Run the bzip2 benchmark on the Haswell machine.

(a) Measure (in one command) bzip using the following events: L2\_RQSTS:ALL\_DEMAND\_REFERENCES (r53e724:u) which is total L2 cache accesses, L2\_RQSTS:DEMAND\_DATA\_RD\_MISS (r532124:u) which is total L2 cache misses, and L2\_RQSTS:ALL\_PF (r53f824:u) which is total prefetches from the L2 cache.

```
perf stat -e r53e724:u,r532124:u,r53f824:u \
/opt/ece571/401.bzip2/bzip2 -k -f ./input.source
```

Calculate the L2 cache miss rate from the first two results, also note the total time.

## 2. Software Prefetching and bzip2 on Haswell

(a) Re-run the previous prefetch results on Haswell, but instead of running bzip2 run bzip2.swprefetch which was compiled with -fprefetch-loop-arrays which enables sw prefetch instructions.

Record the miss rate and total time.

```
perf stat -e r53e724:u,r532124:u,r53f824:u \
/opt/ece571/401.bzip2/bzip2.swprefetch -k -f ./input.source
```

### 3. equake\_l prefetch behavior on the x86 Haswell Machine

Run equake\_1:

```
(a) perf stat -e r53e724:u,r532124:u,r53f824:u \
   /opt/ece571/equake_l.specomp/equake_l < \
   /opt/ece571/equake_l.specomp/inp.in</pre>
```

Calculate the L2 cache miss rate from the first two results, also note the total time.

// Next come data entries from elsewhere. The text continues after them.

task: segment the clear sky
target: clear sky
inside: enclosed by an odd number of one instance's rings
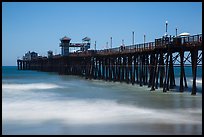
[[[15,66],[27,51],[47,56],[61,53],[59,39],[81,42],[91,38],[91,49],[104,49],[112,37],[113,47],[142,43],[165,34],[202,33],[202,2],[3,2],[2,65]]]

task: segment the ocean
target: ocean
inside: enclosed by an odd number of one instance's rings
[[[2,134],[201,135],[202,67],[188,89],[150,91],[125,82],[2,67]],[[179,68],[175,68],[179,85]]]

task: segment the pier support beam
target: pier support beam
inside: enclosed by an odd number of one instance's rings
[[[19,67],[19,65],[20,65],[20,64],[19,64],[19,62],[20,62],[20,61],[19,61],[19,60],[17,60],[17,66],[18,66],[18,70],[19,70],[19,68],[20,68],[20,67]]]
[[[154,60],[154,66],[153,66],[153,75],[152,75],[152,88],[151,88],[151,91],[152,90],[155,90],[155,78],[156,78],[156,74],[157,74],[157,62],[158,62],[158,53],[156,53],[156,57],[155,57],[155,60]]]
[[[112,60],[112,58],[111,57],[109,57],[109,59],[108,59],[108,79],[109,79],[109,81],[111,81],[112,80],[112,73],[111,73],[111,71],[112,71],[112,64],[111,64],[111,60]]]
[[[166,72],[165,72],[165,78],[164,78],[164,85],[163,85],[163,92],[166,92],[167,91],[167,79],[168,79],[168,70],[169,70],[169,67],[168,67],[168,64],[169,64],[169,52],[167,52],[167,55],[166,55]]]
[[[147,53],[145,54],[145,85],[148,84],[148,66],[149,66],[149,56]]]
[[[105,80],[105,58],[102,58],[102,77]]]
[[[155,60],[155,55],[151,53],[150,55],[150,64],[149,64],[149,83],[148,87],[152,86],[152,80],[153,80],[153,73],[154,73],[154,60]]]
[[[158,67],[157,67],[157,71],[156,71],[156,82],[155,82],[155,89],[158,89],[158,80],[159,80],[159,74],[161,75],[160,73],[160,60],[161,60],[161,54],[158,53]]]
[[[138,76],[138,54],[135,55],[135,75],[136,75],[136,83],[139,83],[139,76]]]
[[[117,80],[117,57],[113,58],[113,81],[115,82]]]
[[[170,61],[169,61],[169,79],[170,79],[170,89],[176,86],[175,77],[174,77],[174,66],[172,60],[172,53],[170,53]]]
[[[181,49],[181,51],[180,51],[180,61],[181,61],[181,64],[180,64],[180,88],[179,88],[180,92],[184,91],[183,80],[185,80],[185,83],[186,83],[185,71],[184,71],[184,60],[183,59],[184,59],[184,51]]]
[[[125,56],[123,58],[123,65],[122,65],[122,75],[121,75],[121,81],[125,80],[125,66],[126,66],[126,58]]]
[[[23,70],[22,63],[23,63],[23,61],[20,61],[20,70]]]
[[[99,66],[98,66],[98,79],[101,79],[101,68],[102,68],[102,66],[101,66],[101,64],[102,64],[102,60],[101,60],[101,58],[98,58],[98,63],[99,63]]]
[[[136,64],[136,58],[135,58],[135,56],[133,56],[133,58],[132,58],[132,63],[133,63],[133,65],[132,65],[132,78],[131,78],[131,81],[132,81],[132,85],[134,85],[135,84],[135,64]]]
[[[192,62],[192,74],[193,74],[193,85],[191,95],[196,95],[196,74],[197,74],[197,59],[198,59],[198,50],[196,48],[191,51],[191,62]]]
[[[118,57],[118,81],[121,82],[121,69],[122,69],[122,63],[121,63],[121,56]]]
[[[164,74],[165,74],[165,68],[164,68],[164,55],[161,52],[160,53],[160,60],[159,60],[159,65],[160,65],[160,81],[159,81],[159,86],[163,87],[164,83],[163,83],[163,78],[164,78]]]
[[[127,57],[127,56],[125,56],[125,58],[126,58],[126,65],[125,65],[125,81],[126,81],[126,83],[129,83],[129,64],[128,64],[128,62],[129,62],[129,57]]]
[[[143,63],[142,63],[142,54],[139,55],[139,77],[140,77],[140,86],[143,86],[142,78],[143,78]]]
[[[106,68],[106,81],[108,80],[108,66],[109,66],[109,63],[108,63],[108,58],[106,57],[105,58],[105,68]]]
[[[127,83],[131,81],[132,78],[132,56],[128,56],[128,67],[127,67]]]

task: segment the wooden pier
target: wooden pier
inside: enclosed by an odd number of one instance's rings
[[[58,72],[86,79],[147,85],[151,91],[160,87],[163,92],[173,89],[176,84],[179,84],[180,92],[188,87],[185,66],[189,65],[193,76],[191,94],[195,95],[197,66],[202,65],[202,34],[163,37],[154,42],[88,50],[70,53],[68,56],[18,59],[17,65],[19,70]],[[174,67],[180,67],[180,83],[175,83]]]

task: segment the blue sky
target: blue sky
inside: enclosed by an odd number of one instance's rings
[[[202,33],[201,2],[3,2],[2,65],[16,65],[27,51],[46,56],[61,53],[59,39],[71,42],[91,38],[91,49],[104,49],[112,37],[113,47],[154,41],[165,34]]]

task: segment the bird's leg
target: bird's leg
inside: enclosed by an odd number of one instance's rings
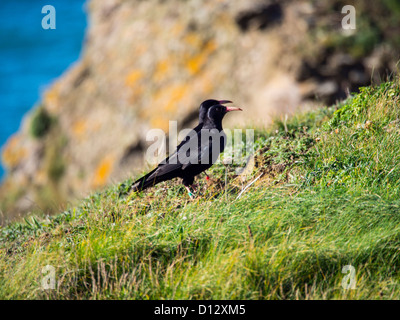
[[[188,186],[185,186],[185,188],[186,188],[186,190],[187,190],[187,192],[189,194],[190,199],[193,200],[194,196],[193,196],[192,190]]]
[[[191,184],[189,186],[185,186],[185,188],[189,193],[190,199],[194,200],[194,195],[195,195],[195,193],[197,193],[197,185]]]

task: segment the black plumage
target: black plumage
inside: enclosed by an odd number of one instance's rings
[[[141,191],[157,183],[179,177],[191,195],[190,186],[194,182],[194,177],[210,168],[225,148],[226,136],[222,129],[222,119],[229,111],[237,110],[241,109],[222,104],[209,107],[201,128],[199,124],[178,146],[176,152],[162,161],[153,171],[135,181],[131,191]]]

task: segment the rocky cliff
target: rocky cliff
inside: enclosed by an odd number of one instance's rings
[[[146,132],[192,125],[207,98],[243,107],[227,127],[265,126],[384,78],[396,70],[400,9],[355,4],[349,32],[347,2],[90,1],[80,60],[3,149],[5,216],[57,210],[146,168]]]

#### 4. equake\_l software prefetch behavior on the x86 Haswell Machine

Run equake\_1 with software prefetch enabled:

```
(a) perf stat -e r53e724:u,r532124:u,r53f824:u \
   /opt/ece571/equake_l.specomp/equake_l.swprefetch < \
   /opt/ece571/equake_l.specomp/inp.in</pre>
```

Calculate the L2 cache miss rate from the first two results, also note the total time.

#### 5. Hardware Prefetch Disabled

It is possible to disable hardware prefetch on modern Intel processors.

See https://software.intel.com/en-us/articles/disclosure-of-hw-prefetcher-control-on-some-intel-processors for details.

It requires root permissions, so I have done the measurements for you, included below.

| benchmark           | L2-total       | L2-miss        | L2-prefetches | time  |
|---------------------|----------------|----------------|---------------|-------|
| bzip2               | 291,991,138    | 128,965,209    | 155,118       | 3.47  |
| bzip2.swprefetch    | 291,643,272    | 129,178,945    | 151,348       | 3.39  |
| equake_l            | 28,041,463,608 | 19,000,119,990 | 3,370,942     | 159.9 |
| equake_l.swprefetch | 28,341,994,698 | 18,978,027,534 | 3,373,831     | 159.8 |

## 6. Short Answer Questions

- (a) Did enabling software prefetch help on bzip2? (i.e. the results in question 1 and question 2?)
- (b) Did enabling software prefetch help on equake\_1? (i.e. the results in question 3 and question 4?)
- (c) How did turning off the prefetcher affect the bzip2 results (i.e. question 1 vs question 5?)
- (d) How did turning off the prefetcher affect the equake\_l results (i.e. question 3 vs question 5?)
- (e) With the hardware prefetcher disabled, did enabling software prefetch help at all? (question 5)
- (f) Why do you think the software prefetch performance is so underwhelming?

### 7. Submitting your work.

- Create the document containing the data as well as answers to the questions asked.
- Please make sure your name appears in the document.
- e-mail the file to me by the homework deadline.